Roberto Orlando, in Conflitti sociopolitici tra ex feudatari e borghesia agraria e professionistica tra Otto e Novecento: il caso dei fratelli Lopez y Royo dei Duchi di Taurisano, si occupa di un periodo, quello fra Ottocento e Novecento a Taurisano, con i suoi conflitti di potere e le tensioni socio politiche fra le varie fazioni in lotta, ovvero l’aristocrazia composta dagli ex feudatari, che perdevano progressivamente terreno, e la borghesia agraria e delle professioni, ovvero la nuova classe emergente legata alla Massoneria e di idee liberali, radicali o socialiste, che voleva soppiantare i vecchi potentati all’insegna di un mutamento di facciata, nella gattopardesca convinzione che tutto dovesse cambiare perché nulla cambiasse. Gli ex feudatari però, la famiglia Lopez y Rojo, continuava di fatto a governare, a scapito della povera gente che viveva di stenti e miseria. Gli è che gli stessi Lopez y Royo erano scissi in due schieramenti tra filogovernativi ed antigovernativi e tra conservatori e progressisti. Il conflitto si estendeva a coinvolgere la massima gloria di Taurisano, il filosofo Giulio Cesare Vanini. La vexata quaestio, al centro delle divergenze tra i Lopez y Royo e la borghesia locale, era quella della proposta avanzata dalla borghesia umanistica di realizzare una lapide commemorativa in onore di Vanini, commissionata al filosofo e parlamentare repubblicano Giovanni Bovio, da affiggere sulla facciata della presunta casa natale Di Vanini; ma l’iniziativa trovava la forte opposizione dei Lopez y Royo e della Chiesa locale guidata nel periodo dai parroci Gaetano Parisi e Salvatore Casto.

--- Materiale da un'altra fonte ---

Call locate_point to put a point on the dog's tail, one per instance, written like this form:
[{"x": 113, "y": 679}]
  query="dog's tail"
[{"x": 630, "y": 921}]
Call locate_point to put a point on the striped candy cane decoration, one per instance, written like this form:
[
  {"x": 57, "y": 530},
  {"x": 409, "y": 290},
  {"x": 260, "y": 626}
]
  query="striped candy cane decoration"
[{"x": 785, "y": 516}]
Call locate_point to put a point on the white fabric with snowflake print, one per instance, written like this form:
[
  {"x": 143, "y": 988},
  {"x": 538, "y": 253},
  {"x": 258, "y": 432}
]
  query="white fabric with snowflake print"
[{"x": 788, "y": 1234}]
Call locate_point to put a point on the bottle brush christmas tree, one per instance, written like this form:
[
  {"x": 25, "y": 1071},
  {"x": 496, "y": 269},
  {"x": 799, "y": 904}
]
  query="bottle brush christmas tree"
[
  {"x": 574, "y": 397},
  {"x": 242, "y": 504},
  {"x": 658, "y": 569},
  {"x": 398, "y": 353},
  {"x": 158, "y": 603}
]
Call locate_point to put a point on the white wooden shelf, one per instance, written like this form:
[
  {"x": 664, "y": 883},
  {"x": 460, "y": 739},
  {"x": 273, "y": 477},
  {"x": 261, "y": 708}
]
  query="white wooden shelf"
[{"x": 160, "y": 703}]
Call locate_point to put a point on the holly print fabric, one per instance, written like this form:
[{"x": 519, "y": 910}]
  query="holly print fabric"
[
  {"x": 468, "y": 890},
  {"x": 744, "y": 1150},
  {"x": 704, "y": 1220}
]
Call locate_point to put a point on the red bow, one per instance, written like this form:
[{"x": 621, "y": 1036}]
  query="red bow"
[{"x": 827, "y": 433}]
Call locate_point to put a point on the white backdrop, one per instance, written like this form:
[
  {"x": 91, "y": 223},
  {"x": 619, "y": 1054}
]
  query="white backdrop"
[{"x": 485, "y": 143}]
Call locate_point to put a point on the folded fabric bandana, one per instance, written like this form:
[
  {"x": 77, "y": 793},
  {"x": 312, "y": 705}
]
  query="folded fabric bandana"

Da si. Franco De Paola e Paolo Vincenti.

Nel saggio di Rocco Orlando, Gli antifascisti del Sud Salento al confino politico (1926-1943), si tracciano i profili di alcuni abitanti dell’estremo Salento che, appunto durante il Fascismo, vennero confinati nelle colonie di lavoro delle piccole isole o in piccoli centri sperduti dell’Italia meridionale, perché ritenuti pericolosi per la sicurezza pubblica. “Disfattisti” erano definiti coloro che instillavano sfiducia nel regime, o cercavano di sobillare il popolo contro la dittatura e venivano inviati al confino per i motivi più disparati, non solo per i casi eclatanti di antifascismo ma anche per motivazioni molto banali come commenti e frasi offensivi nei riguardi del regime, del duce e dei suoi familiari. Tutti, sia gli oppositori politici dichiarati (comunisti, socialisti, anarchici, repubblicani, cattolici), sia i più innocui, cioè la povera gente, lontana dai veri sovversivi e rivoluzionari ma che ingiustamente si trovava accusata, venivano inviati al confino o messi nel carcere duro. Orlando riporta anche le foto di alcuni di questi confinati politici.

Il libro si chiude con l’Indice dei volumi pubblicati nella collane della Società Storia Patria sezione di Lecce. Un libro, necessario, direi, a un anno dalla scomparsa di De Paola, come necessaria è stata la lezione di De Paola stesso nel raccordo fra la cultura alta, accademica, e la cultura militante. Ad un anno dalla scomparsa, il suo ricordo permane vivo in chi si riconosce nei valori fondanti della sua vita e della sua carriera.